WHAT AM I REPORTING?
The Mandatory Emissions Reporting Scheme requires companies to publish annual reports of greenhouse gas emissions to meet specified requirements. These include:
- All six Greenhouse Gases (GHGs) as defined by the Kyoto Protocol measured in CO2 equivalent.
- Both scope 1 (direct) and scope 2 (indirect emissions from purchased electricity, heat and cooling) emissions.
- Reporting of global emissions by listed companies and not just UK emissions.
HOW AND WHERE DO I GO ABOUT REPORTING?
How: Many companies are already voluntarily striving to reduce their GHG emissions. If you’re a WECC member, you’re already doing this and well prepared. However, if this is new to your business, or you require more information, DEFRA has provided a guidance report which you can find here. As we know from our experience in the region, WECC, it is important to be prepared for carbon reporting by ensuring you have the necessary systems, procedures and resources in place.

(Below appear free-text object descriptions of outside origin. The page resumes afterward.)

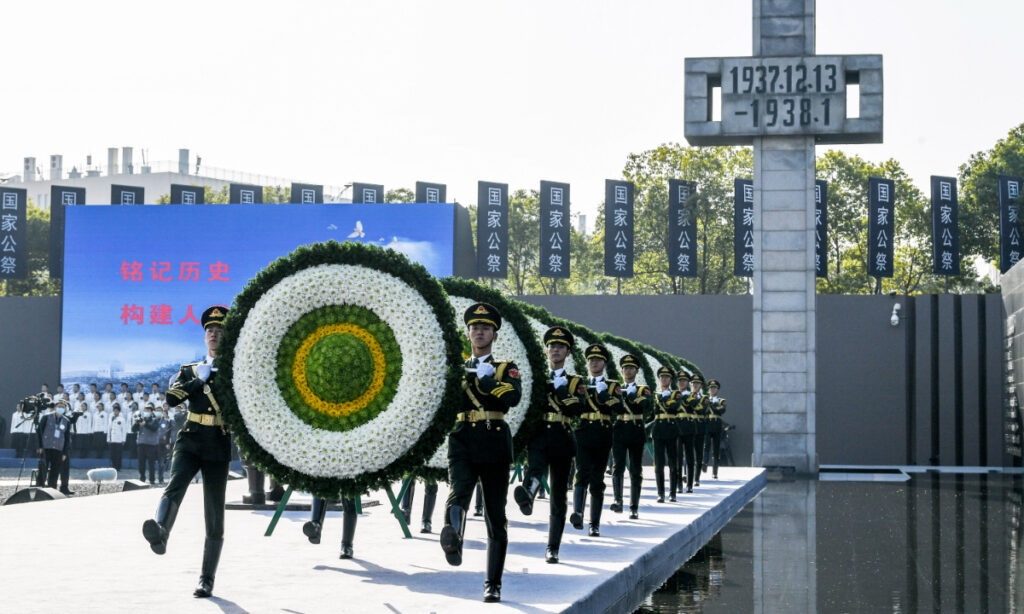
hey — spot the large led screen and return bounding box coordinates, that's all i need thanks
[61,203,455,383]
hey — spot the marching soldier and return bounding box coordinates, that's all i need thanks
[440,303,522,603]
[705,379,727,480]
[679,372,708,494]
[142,306,232,598]
[611,354,650,519]
[400,478,439,533]
[512,326,586,563]
[687,373,710,487]
[651,366,682,502]
[674,370,691,489]
[569,343,621,537]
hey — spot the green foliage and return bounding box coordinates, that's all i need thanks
[959,122,1024,273]
[0,201,60,297]
[385,187,414,203]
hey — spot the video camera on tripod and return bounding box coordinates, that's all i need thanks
[17,394,53,422]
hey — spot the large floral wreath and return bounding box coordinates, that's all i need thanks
[214,241,464,499]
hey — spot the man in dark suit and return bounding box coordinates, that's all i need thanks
[440,303,522,603]
[142,305,232,598]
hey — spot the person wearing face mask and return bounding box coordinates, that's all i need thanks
[142,306,232,599]
[35,400,72,490]
[135,402,162,485]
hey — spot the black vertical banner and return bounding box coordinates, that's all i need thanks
[931,175,959,276]
[477,181,508,278]
[668,179,697,277]
[111,184,144,205]
[49,186,84,279]
[999,174,1024,273]
[352,183,384,204]
[170,184,205,204]
[867,177,895,278]
[290,183,323,204]
[604,179,634,277]
[229,183,263,204]
[415,181,446,204]
[0,187,27,280]
[815,180,828,277]
[539,180,570,279]
[733,178,754,277]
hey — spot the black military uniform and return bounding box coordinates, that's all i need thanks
[705,380,727,479]
[440,303,522,603]
[674,371,691,491]
[651,366,683,502]
[142,306,232,598]
[611,354,650,519]
[569,343,621,537]
[679,372,708,494]
[512,326,586,563]
[400,478,439,533]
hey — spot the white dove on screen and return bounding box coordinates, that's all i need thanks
[346,221,365,239]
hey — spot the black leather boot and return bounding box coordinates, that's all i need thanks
[588,491,603,537]
[474,483,484,516]
[610,473,623,513]
[421,484,437,533]
[303,497,328,544]
[513,477,542,516]
[142,497,179,555]
[267,480,285,502]
[629,481,642,519]
[546,515,565,564]
[339,500,357,559]
[193,537,223,598]
[440,505,467,566]
[243,466,265,505]
[400,480,415,524]
[483,538,507,602]
[569,485,586,530]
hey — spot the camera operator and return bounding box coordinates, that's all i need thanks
[36,399,71,489]
[107,404,127,471]
[135,402,162,485]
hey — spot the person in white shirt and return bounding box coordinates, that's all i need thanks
[73,402,93,457]
[11,403,36,458]
[89,392,102,414]
[107,404,128,471]
[92,403,111,459]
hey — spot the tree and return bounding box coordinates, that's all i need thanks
[959,122,1024,272]
[0,201,60,296]
[385,187,414,203]
[154,184,291,204]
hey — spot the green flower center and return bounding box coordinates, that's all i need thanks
[304,333,374,403]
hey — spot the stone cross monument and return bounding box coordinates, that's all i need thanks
[684,0,883,472]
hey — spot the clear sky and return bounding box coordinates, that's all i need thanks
[2,0,1021,228]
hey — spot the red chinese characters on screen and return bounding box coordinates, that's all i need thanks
[119,303,206,326]
[120,260,230,283]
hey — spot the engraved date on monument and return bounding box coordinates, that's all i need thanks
[746,97,832,127]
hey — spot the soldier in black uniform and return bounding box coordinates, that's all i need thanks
[686,373,710,488]
[303,496,358,558]
[610,354,650,519]
[651,366,682,502]
[400,478,439,533]
[569,343,621,537]
[440,303,522,603]
[705,379,727,480]
[512,326,586,563]
[142,306,232,598]
[674,370,691,491]
[678,372,707,494]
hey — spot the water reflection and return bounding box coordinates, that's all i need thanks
[634,473,1024,614]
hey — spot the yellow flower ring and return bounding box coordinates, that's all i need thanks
[292,323,387,417]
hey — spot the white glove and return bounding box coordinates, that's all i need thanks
[711,396,719,402]
[595,380,608,394]
[553,375,568,389]
[475,362,495,378]
[626,383,637,395]
[197,363,212,382]
[660,390,671,399]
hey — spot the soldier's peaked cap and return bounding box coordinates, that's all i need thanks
[585,343,610,362]
[707,379,721,388]
[619,354,640,369]
[676,369,691,380]
[464,302,501,330]
[690,372,705,384]
[543,326,574,347]
[201,305,228,330]
[657,365,674,378]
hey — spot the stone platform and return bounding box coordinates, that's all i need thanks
[0,466,764,613]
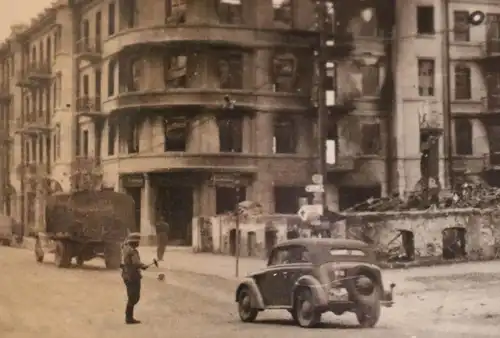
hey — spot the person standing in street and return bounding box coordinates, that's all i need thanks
[121,232,149,324]
[155,215,169,261]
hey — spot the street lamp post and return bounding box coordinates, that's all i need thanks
[316,0,328,210]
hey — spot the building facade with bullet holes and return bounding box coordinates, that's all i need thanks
[0,0,500,245]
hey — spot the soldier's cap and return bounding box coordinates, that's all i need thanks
[126,232,141,243]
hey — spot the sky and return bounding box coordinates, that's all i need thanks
[0,0,54,41]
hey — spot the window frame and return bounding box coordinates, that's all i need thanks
[418,58,435,97]
[417,6,435,35]
[454,65,471,100]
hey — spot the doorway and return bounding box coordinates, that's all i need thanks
[125,187,141,232]
[157,186,193,246]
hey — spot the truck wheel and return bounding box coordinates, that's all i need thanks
[104,243,121,269]
[54,241,72,268]
[35,237,44,263]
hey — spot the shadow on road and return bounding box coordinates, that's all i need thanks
[253,318,360,329]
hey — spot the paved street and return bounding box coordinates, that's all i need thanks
[1,246,499,338]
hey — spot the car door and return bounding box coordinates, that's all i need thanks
[280,245,312,306]
[258,247,289,306]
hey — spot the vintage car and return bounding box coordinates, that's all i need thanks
[235,238,395,328]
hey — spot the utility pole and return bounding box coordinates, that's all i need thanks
[316,0,328,210]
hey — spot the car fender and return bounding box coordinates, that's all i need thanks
[291,275,329,308]
[235,278,265,310]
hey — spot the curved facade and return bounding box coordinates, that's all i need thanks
[73,0,323,245]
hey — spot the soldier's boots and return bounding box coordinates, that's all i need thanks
[125,305,141,324]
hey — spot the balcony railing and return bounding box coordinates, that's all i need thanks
[482,39,500,56]
[76,96,102,117]
[15,113,50,134]
[26,62,51,80]
[76,38,102,62]
[482,94,500,112]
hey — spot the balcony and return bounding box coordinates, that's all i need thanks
[26,62,51,81]
[76,38,102,63]
[451,156,487,173]
[15,114,50,135]
[71,156,102,174]
[76,96,103,118]
[482,94,500,114]
[326,157,355,173]
[102,25,317,58]
[485,152,500,170]
[480,39,500,60]
[16,62,51,88]
[113,152,259,174]
[102,89,311,114]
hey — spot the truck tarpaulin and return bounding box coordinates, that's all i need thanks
[45,190,136,242]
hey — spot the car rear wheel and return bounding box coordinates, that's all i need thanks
[237,288,258,323]
[294,288,321,328]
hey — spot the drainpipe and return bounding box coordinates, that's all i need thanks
[442,0,454,190]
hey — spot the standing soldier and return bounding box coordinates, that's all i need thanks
[121,232,149,324]
[155,215,169,261]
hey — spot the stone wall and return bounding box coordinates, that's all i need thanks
[192,214,301,258]
[192,209,500,263]
[345,208,500,261]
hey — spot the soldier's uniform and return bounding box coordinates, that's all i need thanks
[121,232,147,324]
[155,219,169,261]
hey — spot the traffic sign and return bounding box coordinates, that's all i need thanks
[297,204,324,221]
[306,184,324,193]
[312,174,323,185]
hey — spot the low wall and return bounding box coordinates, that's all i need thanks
[192,208,500,263]
[345,208,500,261]
[192,214,302,258]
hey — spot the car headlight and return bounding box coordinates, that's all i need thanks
[355,275,375,296]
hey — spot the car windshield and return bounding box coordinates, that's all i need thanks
[329,249,366,257]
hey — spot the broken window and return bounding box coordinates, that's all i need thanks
[127,121,140,154]
[218,0,242,24]
[216,186,246,214]
[417,6,434,35]
[108,121,116,156]
[358,7,378,37]
[218,53,243,89]
[455,65,471,100]
[273,0,293,28]
[108,59,117,97]
[454,119,472,155]
[165,0,186,24]
[218,116,242,152]
[442,227,466,259]
[163,54,187,88]
[274,186,308,214]
[418,59,435,96]
[360,123,380,155]
[360,65,379,96]
[453,11,470,42]
[273,116,296,154]
[272,52,297,92]
[127,57,142,92]
[163,117,187,151]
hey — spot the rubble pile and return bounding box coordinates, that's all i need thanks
[346,183,500,212]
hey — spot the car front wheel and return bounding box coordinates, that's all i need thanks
[355,296,381,328]
[294,288,321,328]
[237,288,258,323]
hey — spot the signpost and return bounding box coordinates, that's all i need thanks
[297,204,324,222]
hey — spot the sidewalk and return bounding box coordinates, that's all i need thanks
[139,246,500,295]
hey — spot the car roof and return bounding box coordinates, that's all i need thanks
[273,238,369,251]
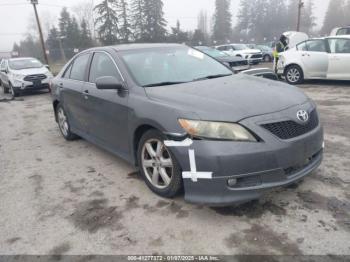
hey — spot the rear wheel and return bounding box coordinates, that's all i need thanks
[56,104,78,141]
[285,65,304,85]
[137,129,182,198]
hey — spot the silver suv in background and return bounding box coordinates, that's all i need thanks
[0,57,53,97]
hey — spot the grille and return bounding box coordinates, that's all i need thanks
[24,74,47,81]
[251,54,263,59]
[262,110,319,140]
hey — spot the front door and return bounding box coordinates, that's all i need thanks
[300,39,328,78]
[84,51,130,158]
[327,38,350,80]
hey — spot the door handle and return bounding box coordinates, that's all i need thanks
[83,90,89,100]
[59,82,63,88]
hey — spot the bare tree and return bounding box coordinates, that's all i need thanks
[72,0,95,39]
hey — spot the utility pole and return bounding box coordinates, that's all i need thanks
[296,0,304,32]
[29,0,49,65]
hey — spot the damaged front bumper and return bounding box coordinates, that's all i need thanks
[165,107,324,206]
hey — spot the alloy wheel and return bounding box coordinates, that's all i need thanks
[286,68,301,83]
[141,139,174,189]
[57,107,69,137]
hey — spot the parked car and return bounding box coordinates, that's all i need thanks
[195,46,250,72]
[52,44,323,206]
[0,57,53,96]
[330,26,350,36]
[241,68,279,80]
[247,44,274,62]
[215,44,263,64]
[277,35,350,84]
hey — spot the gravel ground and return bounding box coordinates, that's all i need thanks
[0,77,349,256]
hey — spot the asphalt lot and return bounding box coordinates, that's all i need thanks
[0,69,350,256]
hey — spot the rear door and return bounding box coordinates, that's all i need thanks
[83,51,130,157]
[59,53,91,133]
[300,39,328,78]
[327,38,350,80]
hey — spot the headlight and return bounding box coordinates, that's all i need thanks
[178,119,257,142]
[12,74,24,80]
[45,71,53,77]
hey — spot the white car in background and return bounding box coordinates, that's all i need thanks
[215,44,263,64]
[277,36,350,84]
[0,57,53,97]
[330,26,350,36]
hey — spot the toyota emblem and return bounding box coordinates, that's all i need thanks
[297,110,309,122]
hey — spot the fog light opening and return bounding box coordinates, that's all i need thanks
[227,178,237,187]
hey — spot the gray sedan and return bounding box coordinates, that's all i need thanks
[51,44,324,206]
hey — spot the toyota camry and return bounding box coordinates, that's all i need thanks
[51,44,324,206]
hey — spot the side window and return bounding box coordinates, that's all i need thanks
[69,53,90,81]
[62,63,73,78]
[217,46,226,51]
[297,42,307,51]
[328,38,350,54]
[336,28,347,35]
[89,52,122,83]
[306,40,327,52]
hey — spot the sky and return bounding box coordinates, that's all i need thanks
[0,0,330,51]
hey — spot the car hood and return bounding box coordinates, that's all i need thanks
[145,74,309,122]
[11,67,48,75]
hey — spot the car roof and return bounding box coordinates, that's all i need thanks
[8,57,36,61]
[111,43,186,52]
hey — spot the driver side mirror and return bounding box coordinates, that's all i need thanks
[96,76,125,91]
[44,64,50,70]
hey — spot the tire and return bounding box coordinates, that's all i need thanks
[56,103,78,141]
[137,129,183,198]
[1,80,9,94]
[263,55,271,62]
[9,83,19,97]
[285,65,304,85]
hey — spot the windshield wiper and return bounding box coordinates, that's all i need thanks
[192,73,232,82]
[143,81,187,87]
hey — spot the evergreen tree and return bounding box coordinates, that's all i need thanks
[191,29,207,46]
[46,26,61,61]
[130,0,146,42]
[197,10,209,36]
[59,7,72,39]
[143,0,167,42]
[94,0,120,45]
[321,0,346,35]
[116,0,132,43]
[168,20,189,43]
[67,17,82,49]
[212,0,232,44]
[80,19,94,48]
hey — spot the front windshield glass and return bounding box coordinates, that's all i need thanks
[233,44,248,50]
[9,58,43,70]
[120,46,232,87]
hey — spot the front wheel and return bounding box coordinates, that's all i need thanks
[56,104,78,141]
[285,65,304,85]
[9,84,18,97]
[137,129,183,198]
[263,54,272,62]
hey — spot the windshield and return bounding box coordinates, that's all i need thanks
[9,58,43,70]
[232,44,249,50]
[120,46,232,87]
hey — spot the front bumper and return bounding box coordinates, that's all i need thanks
[12,78,51,91]
[168,105,324,206]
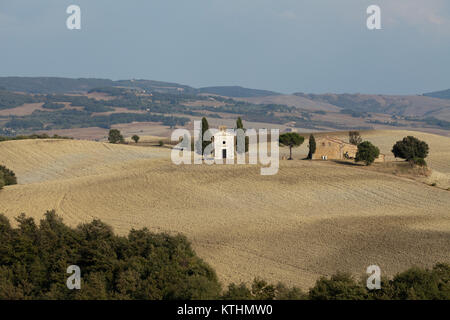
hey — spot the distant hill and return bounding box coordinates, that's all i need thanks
[0,77,114,94]
[0,77,196,94]
[116,79,196,94]
[198,86,280,97]
[0,77,277,97]
[294,92,450,120]
[423,89,450,100]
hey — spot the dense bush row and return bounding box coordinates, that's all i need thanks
[0,212,221,299]
[0,212,448,300]
[42,102,65,110]
[225,265,450,300]
[0,133,71,142]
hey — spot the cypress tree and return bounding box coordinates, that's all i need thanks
[236,117,244,130]
[307,134,316,159]
[236,117,248,153]
[201,117,211,155]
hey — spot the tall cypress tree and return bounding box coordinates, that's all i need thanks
[201,117,211,155]
[307,134,316,160]
[236,117,244,130]
[236,117,248,153]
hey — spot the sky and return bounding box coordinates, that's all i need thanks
[0,0,449,94]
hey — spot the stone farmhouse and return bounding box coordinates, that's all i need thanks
[313,136,385,162]
[312,137,358,160]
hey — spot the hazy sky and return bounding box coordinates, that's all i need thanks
[1,0,449,94]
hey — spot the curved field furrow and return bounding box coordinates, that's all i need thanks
[0,132,449,289]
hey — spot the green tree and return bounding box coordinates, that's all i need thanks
[108,129,124,144]
[221,283,253,300]
[392,136,429,165]
[201,117,210,154]
[195,117,211,155]
[355,141,380,165]
[251,278,276,300]
[412,157,427,167]
[0,172,5,190]
[236,117,249,153]
[131,135,140,143]
[309,273,368,300]
[221,278,276,300]
[236,117,244,130]
[275,283,307,300]
[279,133,305,160]
[0,165,17,186]
[389,264,450,300]
[349,131,362,145]
[307,134,316,159]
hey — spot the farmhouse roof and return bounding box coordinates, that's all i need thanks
[317,136,354,146]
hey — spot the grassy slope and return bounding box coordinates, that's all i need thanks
[0,131,449,289]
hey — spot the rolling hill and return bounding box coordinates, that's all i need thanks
[424,88,450,100]
[0,131,449,289]
[2,77,450,136]
[294,92,450,121]
[198,86,280,97]
[0,77,280,97]
[0,77,196,94]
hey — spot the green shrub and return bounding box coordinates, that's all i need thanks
[274,283,307,300]
[307,264,450,300]
[131,135,140,143]
[221,283,253,300]
[0,173,5,190]
[221,278,281,300]
[392,136,429,161]
[389,264,450,300]
[308,272,368,300]
[0,165,17,186]
[355,141,380,166]
[108,129,124,144]
[412,157,427,167]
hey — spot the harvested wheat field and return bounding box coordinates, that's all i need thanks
[284,129,450,189]
[0,131,449,289]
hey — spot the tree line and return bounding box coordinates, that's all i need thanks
[5,109,189,131]
[0,133,71,142]
[0,212,448,300]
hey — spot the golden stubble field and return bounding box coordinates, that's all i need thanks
[0,130,449,289]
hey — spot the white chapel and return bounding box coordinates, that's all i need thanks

Where: Your GHG emissions should be reported in the Director’s report of the Annual Report and Accounts.
WHEN DO I HAVE TO REPORT?
The regulations are expected to come into force for reporting years ending after 6th April 2013. It is expected that emissions will be first reported in the 2013/2014 annual company reports.
WHAT’S IN IT FOR ME
Reporting GHG emissions allows your company to engage with your stakeholders around future climate risk and energy security. According to the Carbon Disclosure Project (CDP), 37% of companies are now reporting ‘physical risks’ from climate change such as extreme weather events. This shows an increasing trend by 17% from 2010.
WHAT IF I DON’T REPORT?
As yet, there has been no mention of enforcement rules applied to the Mandatory Emissions Reporting Scheme, however research by the CDP in their Global 500 Climate Change Report suggests that only a small proportion of Global 500 companies don’t presently report despite lack of enforcement.
Conversely, penalties have been given for the CRC Energy Efficiency Scheme for reporting failures (details here) and therefore such penalties cannot be ruled out for the future of the Mandatory Emissions Scheme.
SO WHAT ABOUT THE CRC?
Implemented in 2008, the CRC Energy Efficiency Scheme, aimed at businesses using over 6000 MWh of power a year, was the first attempt by government to start monitoring large non-energy intensive organisations, link in the cap and trade system and create Performance League Tables. It remains, though there is likely to be further simplification and adjustments to Performance League Tables so that leaders in different sectors can be more easily observed. Updates on the CRC Energy Efficiency Scheme can be followed through the Environment Agency.
For those wishing to contribute to the consultation on the draft regulation of the Mandatory Emissions Reporting Scheme, you can find the relevant information here. The closing date for the consultation is October 17th, 2012.